Aaron Woolcott works at the family business--a vanity press that has had success with a series of books titled The Beginner's . . . . (Colicky Baby, Wine Guide, Monthly Budget . . . insert any topic here). As a result of a childhood illness, Aaron's right arm and leg do not work completely, and he walks with a cane. He also has something of a stutter--and he works and lives with his over-protective sister Nandina. He is grieving his wife Dorothy, who was killed when a tree fell on their Baltimore home. Yes, Aaron is a quintessential Anne Tyler character.
In the book's first sentence, we learn not only that Aaron's wife is dead, but that she has somehow reappeared. Through his interaction with her post-death incarnation, Aaron tries to work through not only the issues in their relationship, but the issues he has had in all his relationships--with family, coworkers, friends.

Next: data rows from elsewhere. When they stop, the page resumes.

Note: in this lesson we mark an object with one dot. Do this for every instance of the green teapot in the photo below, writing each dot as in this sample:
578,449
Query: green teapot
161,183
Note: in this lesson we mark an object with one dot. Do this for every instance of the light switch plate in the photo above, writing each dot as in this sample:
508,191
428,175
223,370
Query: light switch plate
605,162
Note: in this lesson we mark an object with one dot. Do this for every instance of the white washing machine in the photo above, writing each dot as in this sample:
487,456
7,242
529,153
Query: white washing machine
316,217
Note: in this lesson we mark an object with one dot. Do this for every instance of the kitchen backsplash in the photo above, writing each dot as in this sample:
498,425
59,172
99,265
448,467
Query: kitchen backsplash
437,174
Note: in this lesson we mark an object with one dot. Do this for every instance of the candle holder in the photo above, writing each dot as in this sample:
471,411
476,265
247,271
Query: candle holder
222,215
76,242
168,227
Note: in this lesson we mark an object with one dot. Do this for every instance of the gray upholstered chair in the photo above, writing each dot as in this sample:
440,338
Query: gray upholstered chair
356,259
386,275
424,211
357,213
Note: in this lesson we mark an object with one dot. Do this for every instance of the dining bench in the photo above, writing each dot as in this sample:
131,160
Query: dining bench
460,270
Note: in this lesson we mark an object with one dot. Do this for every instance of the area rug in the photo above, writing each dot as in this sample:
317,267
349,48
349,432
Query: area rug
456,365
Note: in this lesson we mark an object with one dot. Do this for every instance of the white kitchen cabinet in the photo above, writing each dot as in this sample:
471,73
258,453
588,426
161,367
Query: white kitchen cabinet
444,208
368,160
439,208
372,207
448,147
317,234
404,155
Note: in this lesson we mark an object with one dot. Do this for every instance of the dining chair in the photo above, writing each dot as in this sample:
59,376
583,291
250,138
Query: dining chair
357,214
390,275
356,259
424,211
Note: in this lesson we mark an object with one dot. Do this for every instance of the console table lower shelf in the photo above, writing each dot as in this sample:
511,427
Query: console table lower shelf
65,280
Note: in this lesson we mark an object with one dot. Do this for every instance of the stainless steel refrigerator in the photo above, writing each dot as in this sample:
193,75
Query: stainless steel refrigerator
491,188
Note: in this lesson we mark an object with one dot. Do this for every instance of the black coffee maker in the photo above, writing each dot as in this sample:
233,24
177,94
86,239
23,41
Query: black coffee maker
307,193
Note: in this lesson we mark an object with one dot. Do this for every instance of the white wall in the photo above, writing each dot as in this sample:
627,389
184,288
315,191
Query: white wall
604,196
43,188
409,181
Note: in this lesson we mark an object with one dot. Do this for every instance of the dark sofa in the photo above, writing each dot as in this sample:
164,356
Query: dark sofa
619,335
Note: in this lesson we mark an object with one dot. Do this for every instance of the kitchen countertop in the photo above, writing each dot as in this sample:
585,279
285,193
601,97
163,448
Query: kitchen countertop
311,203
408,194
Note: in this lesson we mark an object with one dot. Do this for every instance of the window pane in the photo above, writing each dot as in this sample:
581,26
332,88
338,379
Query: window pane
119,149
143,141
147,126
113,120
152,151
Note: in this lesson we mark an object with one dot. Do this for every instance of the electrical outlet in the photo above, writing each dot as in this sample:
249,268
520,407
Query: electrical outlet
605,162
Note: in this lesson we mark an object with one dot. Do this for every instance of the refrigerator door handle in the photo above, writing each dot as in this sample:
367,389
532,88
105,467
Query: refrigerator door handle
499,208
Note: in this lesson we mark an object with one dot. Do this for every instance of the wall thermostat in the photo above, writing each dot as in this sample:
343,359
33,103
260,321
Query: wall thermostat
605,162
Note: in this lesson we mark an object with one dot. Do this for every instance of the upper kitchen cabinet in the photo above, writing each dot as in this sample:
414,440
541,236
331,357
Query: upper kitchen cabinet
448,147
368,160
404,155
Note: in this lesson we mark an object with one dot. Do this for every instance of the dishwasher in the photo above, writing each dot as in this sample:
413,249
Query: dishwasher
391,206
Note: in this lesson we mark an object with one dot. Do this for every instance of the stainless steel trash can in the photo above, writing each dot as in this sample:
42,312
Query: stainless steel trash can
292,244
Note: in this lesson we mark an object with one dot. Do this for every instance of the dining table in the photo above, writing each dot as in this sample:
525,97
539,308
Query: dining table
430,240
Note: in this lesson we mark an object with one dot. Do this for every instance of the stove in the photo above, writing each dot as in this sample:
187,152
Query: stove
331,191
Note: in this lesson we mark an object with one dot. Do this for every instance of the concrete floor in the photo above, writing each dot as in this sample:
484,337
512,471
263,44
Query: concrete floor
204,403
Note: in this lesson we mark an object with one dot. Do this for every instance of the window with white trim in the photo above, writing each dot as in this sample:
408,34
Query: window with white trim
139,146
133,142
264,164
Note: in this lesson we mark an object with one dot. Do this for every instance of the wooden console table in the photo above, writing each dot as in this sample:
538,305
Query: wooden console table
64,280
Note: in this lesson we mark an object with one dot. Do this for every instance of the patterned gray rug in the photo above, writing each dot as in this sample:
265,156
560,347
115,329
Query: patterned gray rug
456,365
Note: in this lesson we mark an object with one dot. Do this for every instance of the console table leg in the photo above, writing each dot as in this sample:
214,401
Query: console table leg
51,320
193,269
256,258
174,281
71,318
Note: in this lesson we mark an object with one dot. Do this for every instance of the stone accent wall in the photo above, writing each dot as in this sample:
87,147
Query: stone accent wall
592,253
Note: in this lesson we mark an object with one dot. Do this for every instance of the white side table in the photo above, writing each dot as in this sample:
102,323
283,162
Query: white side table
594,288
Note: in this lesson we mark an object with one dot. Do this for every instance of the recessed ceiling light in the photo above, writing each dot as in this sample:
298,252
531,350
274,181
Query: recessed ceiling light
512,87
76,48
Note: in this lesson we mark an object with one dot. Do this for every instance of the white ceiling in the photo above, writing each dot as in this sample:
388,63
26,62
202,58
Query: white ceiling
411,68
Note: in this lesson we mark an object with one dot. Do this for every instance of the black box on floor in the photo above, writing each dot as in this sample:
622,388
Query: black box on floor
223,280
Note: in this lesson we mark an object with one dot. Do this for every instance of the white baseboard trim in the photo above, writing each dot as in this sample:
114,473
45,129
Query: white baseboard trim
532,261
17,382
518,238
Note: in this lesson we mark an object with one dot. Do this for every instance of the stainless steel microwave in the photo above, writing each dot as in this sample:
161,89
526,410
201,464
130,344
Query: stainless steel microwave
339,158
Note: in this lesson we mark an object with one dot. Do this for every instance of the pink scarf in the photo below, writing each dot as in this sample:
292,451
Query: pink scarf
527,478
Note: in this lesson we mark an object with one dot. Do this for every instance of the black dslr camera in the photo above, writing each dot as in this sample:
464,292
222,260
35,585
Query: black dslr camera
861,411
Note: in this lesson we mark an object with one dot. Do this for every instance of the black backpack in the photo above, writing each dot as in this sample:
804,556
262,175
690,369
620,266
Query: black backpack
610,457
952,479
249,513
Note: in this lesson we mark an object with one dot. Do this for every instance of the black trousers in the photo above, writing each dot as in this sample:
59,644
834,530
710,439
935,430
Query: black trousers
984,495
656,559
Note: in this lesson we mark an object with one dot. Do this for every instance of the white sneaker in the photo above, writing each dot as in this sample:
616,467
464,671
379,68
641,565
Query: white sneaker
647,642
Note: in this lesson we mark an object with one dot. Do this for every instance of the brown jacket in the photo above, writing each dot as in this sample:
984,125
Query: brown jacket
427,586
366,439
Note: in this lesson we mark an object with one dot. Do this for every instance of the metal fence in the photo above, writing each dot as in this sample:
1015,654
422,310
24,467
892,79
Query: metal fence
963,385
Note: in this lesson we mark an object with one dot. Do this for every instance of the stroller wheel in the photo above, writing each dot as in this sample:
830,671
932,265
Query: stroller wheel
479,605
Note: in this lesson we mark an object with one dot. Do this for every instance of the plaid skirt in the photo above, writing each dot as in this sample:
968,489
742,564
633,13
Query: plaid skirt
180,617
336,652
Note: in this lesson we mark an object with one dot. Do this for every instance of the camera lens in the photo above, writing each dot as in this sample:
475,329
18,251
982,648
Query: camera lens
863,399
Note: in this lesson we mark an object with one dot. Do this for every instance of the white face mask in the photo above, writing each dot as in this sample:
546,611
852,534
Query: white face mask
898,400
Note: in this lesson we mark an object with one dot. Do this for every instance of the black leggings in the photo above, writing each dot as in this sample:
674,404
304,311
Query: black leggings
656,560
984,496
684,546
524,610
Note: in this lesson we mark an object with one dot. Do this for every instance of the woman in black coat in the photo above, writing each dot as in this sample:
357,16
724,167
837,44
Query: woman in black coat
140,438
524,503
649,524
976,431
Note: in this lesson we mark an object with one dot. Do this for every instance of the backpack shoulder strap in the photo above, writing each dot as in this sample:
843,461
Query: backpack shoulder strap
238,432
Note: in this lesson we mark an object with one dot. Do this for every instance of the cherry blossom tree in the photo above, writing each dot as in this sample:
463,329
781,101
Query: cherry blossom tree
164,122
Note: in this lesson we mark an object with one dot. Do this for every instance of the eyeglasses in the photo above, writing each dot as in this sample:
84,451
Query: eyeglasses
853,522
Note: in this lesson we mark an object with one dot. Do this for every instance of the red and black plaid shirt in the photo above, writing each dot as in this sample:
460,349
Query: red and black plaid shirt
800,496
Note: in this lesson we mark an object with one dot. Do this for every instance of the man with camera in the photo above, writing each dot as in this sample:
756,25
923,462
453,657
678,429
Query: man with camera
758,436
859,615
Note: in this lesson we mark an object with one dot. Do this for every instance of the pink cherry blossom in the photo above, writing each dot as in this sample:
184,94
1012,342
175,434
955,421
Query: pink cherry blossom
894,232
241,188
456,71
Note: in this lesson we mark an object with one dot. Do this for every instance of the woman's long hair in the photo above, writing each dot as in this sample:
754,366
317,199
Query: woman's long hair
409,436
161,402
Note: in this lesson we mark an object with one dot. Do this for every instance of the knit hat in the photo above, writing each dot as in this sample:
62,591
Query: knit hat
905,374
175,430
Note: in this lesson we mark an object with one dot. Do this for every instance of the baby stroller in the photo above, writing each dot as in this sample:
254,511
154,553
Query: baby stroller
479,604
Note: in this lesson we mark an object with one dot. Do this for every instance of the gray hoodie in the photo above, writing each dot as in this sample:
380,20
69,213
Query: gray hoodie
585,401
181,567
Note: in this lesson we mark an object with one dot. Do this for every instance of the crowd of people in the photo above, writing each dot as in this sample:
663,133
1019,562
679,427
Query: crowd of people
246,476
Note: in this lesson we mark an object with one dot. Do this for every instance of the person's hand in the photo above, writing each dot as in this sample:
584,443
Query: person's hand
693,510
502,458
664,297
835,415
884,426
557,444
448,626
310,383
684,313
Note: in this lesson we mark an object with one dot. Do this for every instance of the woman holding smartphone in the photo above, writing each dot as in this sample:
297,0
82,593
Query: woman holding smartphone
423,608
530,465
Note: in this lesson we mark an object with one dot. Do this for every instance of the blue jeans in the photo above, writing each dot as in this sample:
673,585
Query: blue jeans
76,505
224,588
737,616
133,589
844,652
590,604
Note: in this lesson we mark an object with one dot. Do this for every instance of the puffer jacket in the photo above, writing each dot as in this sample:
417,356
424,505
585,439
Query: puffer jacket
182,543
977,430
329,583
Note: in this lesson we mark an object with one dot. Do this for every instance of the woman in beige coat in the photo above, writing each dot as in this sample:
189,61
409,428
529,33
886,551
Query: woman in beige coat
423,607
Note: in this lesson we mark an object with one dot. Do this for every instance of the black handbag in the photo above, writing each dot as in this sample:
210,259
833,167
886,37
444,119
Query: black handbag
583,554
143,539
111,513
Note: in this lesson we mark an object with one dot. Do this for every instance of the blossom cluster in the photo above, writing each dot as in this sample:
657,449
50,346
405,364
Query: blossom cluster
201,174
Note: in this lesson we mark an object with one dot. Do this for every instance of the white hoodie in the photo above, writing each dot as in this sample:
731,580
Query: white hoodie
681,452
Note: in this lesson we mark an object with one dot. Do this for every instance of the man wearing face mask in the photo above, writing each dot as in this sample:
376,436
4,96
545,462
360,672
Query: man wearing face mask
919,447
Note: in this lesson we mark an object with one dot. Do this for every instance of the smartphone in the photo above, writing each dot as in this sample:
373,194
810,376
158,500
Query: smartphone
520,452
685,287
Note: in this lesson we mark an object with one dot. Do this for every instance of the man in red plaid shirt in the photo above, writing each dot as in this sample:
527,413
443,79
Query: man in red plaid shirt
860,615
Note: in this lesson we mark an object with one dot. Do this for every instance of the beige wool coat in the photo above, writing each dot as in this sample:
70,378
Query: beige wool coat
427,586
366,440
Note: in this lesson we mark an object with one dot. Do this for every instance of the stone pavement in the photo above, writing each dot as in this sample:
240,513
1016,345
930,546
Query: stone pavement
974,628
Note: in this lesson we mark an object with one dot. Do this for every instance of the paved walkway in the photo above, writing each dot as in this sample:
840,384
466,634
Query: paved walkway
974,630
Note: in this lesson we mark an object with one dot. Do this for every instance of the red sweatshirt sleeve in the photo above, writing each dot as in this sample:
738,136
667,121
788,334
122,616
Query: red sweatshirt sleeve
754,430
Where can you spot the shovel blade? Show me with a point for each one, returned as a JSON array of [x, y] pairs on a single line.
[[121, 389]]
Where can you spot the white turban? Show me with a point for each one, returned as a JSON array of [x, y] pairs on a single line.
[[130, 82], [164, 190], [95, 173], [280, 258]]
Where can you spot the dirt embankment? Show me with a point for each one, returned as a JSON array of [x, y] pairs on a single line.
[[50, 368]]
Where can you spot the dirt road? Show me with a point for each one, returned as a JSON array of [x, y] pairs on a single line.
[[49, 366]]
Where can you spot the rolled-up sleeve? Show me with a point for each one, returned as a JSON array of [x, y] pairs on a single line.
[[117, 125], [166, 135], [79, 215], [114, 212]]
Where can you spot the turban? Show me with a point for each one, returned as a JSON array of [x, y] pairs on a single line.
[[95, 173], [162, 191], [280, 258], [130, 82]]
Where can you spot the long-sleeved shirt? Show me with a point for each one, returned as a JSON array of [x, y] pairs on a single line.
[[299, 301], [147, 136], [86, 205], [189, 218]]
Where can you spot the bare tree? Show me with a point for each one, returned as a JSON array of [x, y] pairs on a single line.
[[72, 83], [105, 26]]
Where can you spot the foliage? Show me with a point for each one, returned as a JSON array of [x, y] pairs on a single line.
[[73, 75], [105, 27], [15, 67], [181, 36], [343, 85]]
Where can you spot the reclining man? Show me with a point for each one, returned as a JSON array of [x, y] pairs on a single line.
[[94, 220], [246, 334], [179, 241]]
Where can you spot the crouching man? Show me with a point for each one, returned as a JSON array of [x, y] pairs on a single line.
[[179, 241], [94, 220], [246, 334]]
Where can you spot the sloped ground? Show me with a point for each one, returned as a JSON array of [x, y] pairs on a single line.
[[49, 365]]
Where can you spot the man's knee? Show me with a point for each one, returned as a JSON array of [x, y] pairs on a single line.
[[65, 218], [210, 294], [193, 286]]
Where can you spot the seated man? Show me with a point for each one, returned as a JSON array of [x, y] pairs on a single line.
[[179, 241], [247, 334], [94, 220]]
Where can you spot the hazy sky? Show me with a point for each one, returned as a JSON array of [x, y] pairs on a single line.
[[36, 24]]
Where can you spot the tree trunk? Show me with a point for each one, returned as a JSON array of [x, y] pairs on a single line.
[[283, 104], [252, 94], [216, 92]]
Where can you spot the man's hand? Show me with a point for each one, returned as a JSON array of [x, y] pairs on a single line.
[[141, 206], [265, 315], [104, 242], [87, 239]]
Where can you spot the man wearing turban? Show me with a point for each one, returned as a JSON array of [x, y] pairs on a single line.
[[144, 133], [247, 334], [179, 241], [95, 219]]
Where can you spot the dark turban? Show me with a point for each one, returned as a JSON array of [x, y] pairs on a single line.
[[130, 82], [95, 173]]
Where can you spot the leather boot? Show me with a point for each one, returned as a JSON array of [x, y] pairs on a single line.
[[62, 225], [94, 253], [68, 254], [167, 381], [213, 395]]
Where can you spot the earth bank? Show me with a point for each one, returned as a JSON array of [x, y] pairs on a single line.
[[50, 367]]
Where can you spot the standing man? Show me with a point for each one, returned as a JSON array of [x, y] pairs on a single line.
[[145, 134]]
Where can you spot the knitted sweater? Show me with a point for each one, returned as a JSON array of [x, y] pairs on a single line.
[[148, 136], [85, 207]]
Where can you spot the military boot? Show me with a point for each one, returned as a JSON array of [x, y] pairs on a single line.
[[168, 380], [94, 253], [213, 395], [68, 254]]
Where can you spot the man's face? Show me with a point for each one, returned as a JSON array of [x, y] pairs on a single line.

Although Tyler includes her usual melange of oddballs, the focus is squarely on Aaron; for me, this singular focus makes the book less interesting than some of Tyler's other works (e.g., Digging to America, Ladder of Years). Further, while the book has a sweetness about it, the insights Aaron finally achieves through his ruminations on his marriage and the appearance of his wife's spectral self seem fairly obvious (he refuses care from others because his mother and sister overcompensated for his disabilities by mollycoddling him; "we go around and around in this world"). The book is pleasant enough, but it's not Tyler's best work.
That was one of the worst things about losing your wife, I found: Your wife is the very person you want to discuss it all with.
I wanted the jolts and jogs of ordinary life. I wanted my consonants interrupting my vowels as I spoke, my feet stubbing hers as we hugged, my nose bumping hers as we kissed. I wanted realness, even if it was flawed and pockmarked.